A LITTLE LOOK-SEE: University of Memphis Law School alumni Friday toured the lobby of what will be the new Cecil C. Humphreys School of Law. -- Photo By Bill Dries
It's difficult to know for now what to call the brass, marble and stone building Downtown that stands at the end of Madison Avenue.
In about a year and a half it will be the Cecil C. Humphreys School of Law for the University of Memphis. It was the Front Street Post Office for nearly 40 years until the law school renovation began recently. And before that it was the federal courthouse for the Western District of Tennessee.
Before that the city's Customs House stood on the site. The Pony Express riders represented on the bronze and brass doors had stopped delivering the mail just 23 years before the Front Street site became the center of federal government activities in Memphis.
Then and now
The building's structure has changed radically in the intervening 124 years. Clock towers have come and gone. There were major renovations and additions in 1903 and 1930. The 1930 cornerstone on the northeast corner of the building bears the name of Treasury Secretary Andrew W. Mellon, an industrialist, financier and philanthropist whose legacy as founder of the National Gallery of Art is mixed with the distinction of being head of the Treasury when the Great Depression began.
In 2006, the U.S. Postal Service agreed in principle to move out once another location was found and a $5.3 million deal worked out to turn the property over to the University of Memphis.
University of Memphis Law School alumni got a look at the start of the latest changes last week. The tours didn't take in the old and soon-to-be courtroom on the upper floors. But there was a bronze and marble hint of what is to come in the Front Street lobby that was open to the visitors.
The VIP reception was a prelude to the university's Distinguished Alumni Awards Gala at The Peabody.

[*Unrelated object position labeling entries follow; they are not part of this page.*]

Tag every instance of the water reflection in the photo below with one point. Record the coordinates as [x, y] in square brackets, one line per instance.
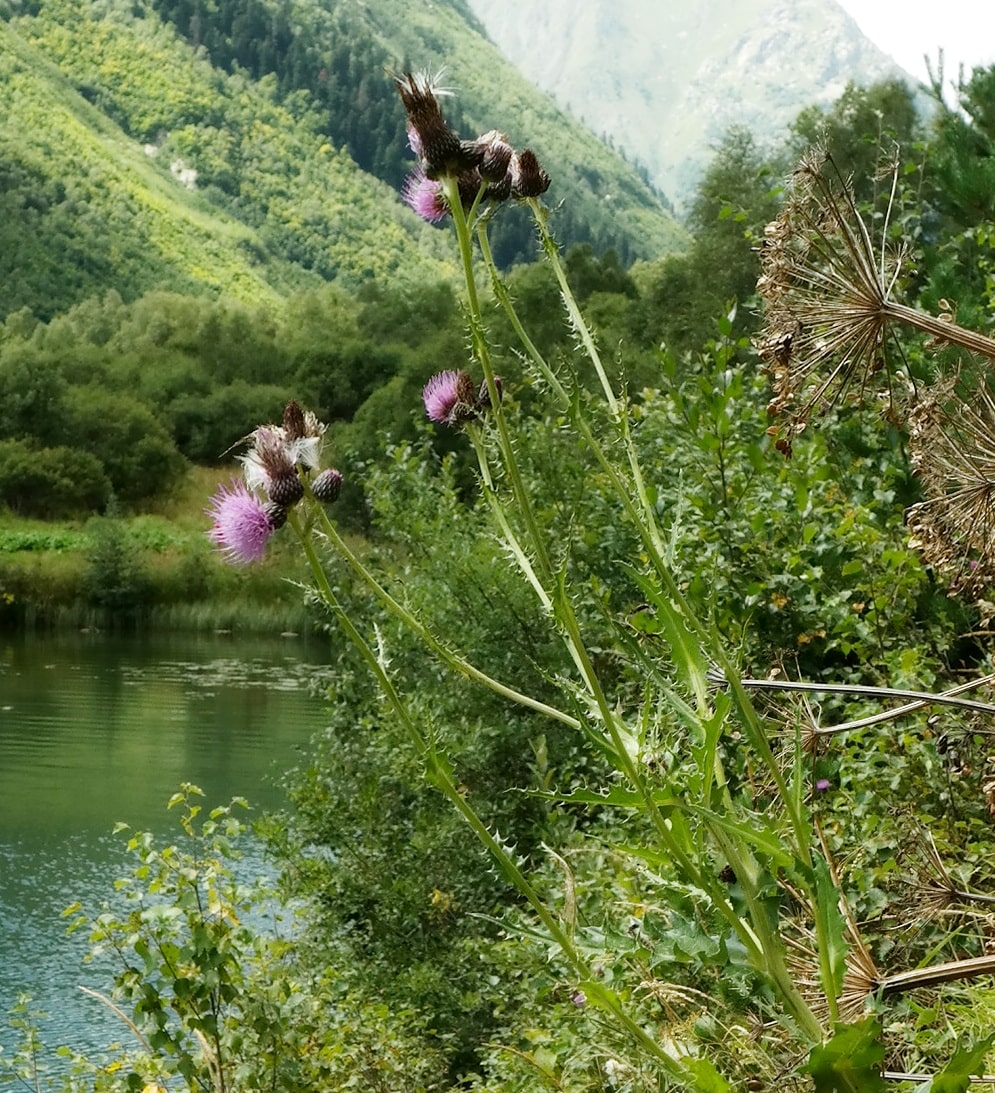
[98, 729]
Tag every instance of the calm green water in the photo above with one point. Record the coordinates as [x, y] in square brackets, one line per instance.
[96, 729]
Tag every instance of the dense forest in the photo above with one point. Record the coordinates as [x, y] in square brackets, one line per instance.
[422, 959]
[156, 154]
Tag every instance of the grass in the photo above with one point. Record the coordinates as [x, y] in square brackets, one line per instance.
[173, 579]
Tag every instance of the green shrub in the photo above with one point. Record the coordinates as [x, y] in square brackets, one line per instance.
[50, 482]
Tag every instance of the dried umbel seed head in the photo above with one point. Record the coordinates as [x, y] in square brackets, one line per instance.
[826, 293]
[439, 149]
[951, 442]
[528, 178]
[327, 485]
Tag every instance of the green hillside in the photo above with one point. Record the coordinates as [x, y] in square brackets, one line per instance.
[91, 200]
[135, 156]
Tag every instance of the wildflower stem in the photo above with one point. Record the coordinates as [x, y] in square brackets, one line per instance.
[439, 771]
[760, 941]
[454, 659]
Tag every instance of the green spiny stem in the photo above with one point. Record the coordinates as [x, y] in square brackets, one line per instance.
[764, 951]
[643, 518]
[453, 659]
[440, 775]
[480, 347]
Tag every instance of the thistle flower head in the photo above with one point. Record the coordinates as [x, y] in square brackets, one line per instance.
[528, 178]
[425, 196]
[495, 155]
[449, 397]
[242, 526]
[439, 148]
[826, 292]
[327, 485]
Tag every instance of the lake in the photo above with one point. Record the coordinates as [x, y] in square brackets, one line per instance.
[97, 729]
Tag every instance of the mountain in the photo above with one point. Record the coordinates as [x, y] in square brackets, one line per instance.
[255, 148]
[665, 81]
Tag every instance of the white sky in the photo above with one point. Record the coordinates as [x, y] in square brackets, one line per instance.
[909, 28]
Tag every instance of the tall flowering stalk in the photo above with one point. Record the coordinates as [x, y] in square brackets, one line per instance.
[741, 854]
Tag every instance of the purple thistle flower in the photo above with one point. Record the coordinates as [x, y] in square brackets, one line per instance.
[425, 197]
[242, 525]
[449, 397]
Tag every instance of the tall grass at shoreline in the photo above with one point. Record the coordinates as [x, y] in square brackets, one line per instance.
[152, 569]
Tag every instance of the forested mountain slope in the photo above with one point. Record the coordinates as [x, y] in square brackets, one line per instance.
[257, 149]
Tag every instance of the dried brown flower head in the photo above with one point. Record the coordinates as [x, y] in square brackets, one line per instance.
[826, 295]
[951, 438]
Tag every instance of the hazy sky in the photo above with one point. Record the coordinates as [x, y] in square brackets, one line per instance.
[908, 28]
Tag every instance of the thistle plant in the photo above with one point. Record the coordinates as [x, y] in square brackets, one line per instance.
[723, 835]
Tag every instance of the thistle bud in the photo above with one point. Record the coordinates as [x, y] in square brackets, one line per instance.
[528, 178]
[293, 421]
[276, 515]
[495, 155]
[285, 490]
[327, 485]
[483, 396]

For some, it was a look into the future. For others, like Lewis Donelson, it was a glimpse at the past.
Donelson, an attorney, former Memphis City Council member and state finance commissioner, clerked in the building in 1942 for U.S. District Court Judge John Martin.
"I think it's going to be absolutely wonderful. It's a magnificent building," he said as others looked over the brass grills on now unused teller cages and perused blueprint drawings taped to a glass partition from the Post Office days.
"I tried a lot of cases in the courtroom here. They only had one judge," Donelson said.
These days the Western District has five judges - four in Memphis and one in Jackson, Tenn.
Attorney Charles Newman clerked for federal Judge Bailey Brown in the building in 1963 and also tried cases in the courtroom before making the transition to the present Federal Building a few blocks north on Front Street in the late 1960s.
"It's wonderful for the school and Downtown. ... It's an extraordinary old building," Newman said.
Acting law school Dean Kevin Smith said the renovation has about 16 months to go. About two months after that the first classes should begin and the old courtroom will again see action.
"It'll be nice to refurbish it a bit and actually train some lawyers as opposed to trying cases," he said.
"The fact that we're going to be just a couple blocks away from the federal and state courthouse, major law firms, big corporations, will allow for our students to have opportunities as externs and clerks - an opportunity to bring in judges and practitioners to speak to our students, to use our law library. There will be a great deal of interaction between the law school and the legal community."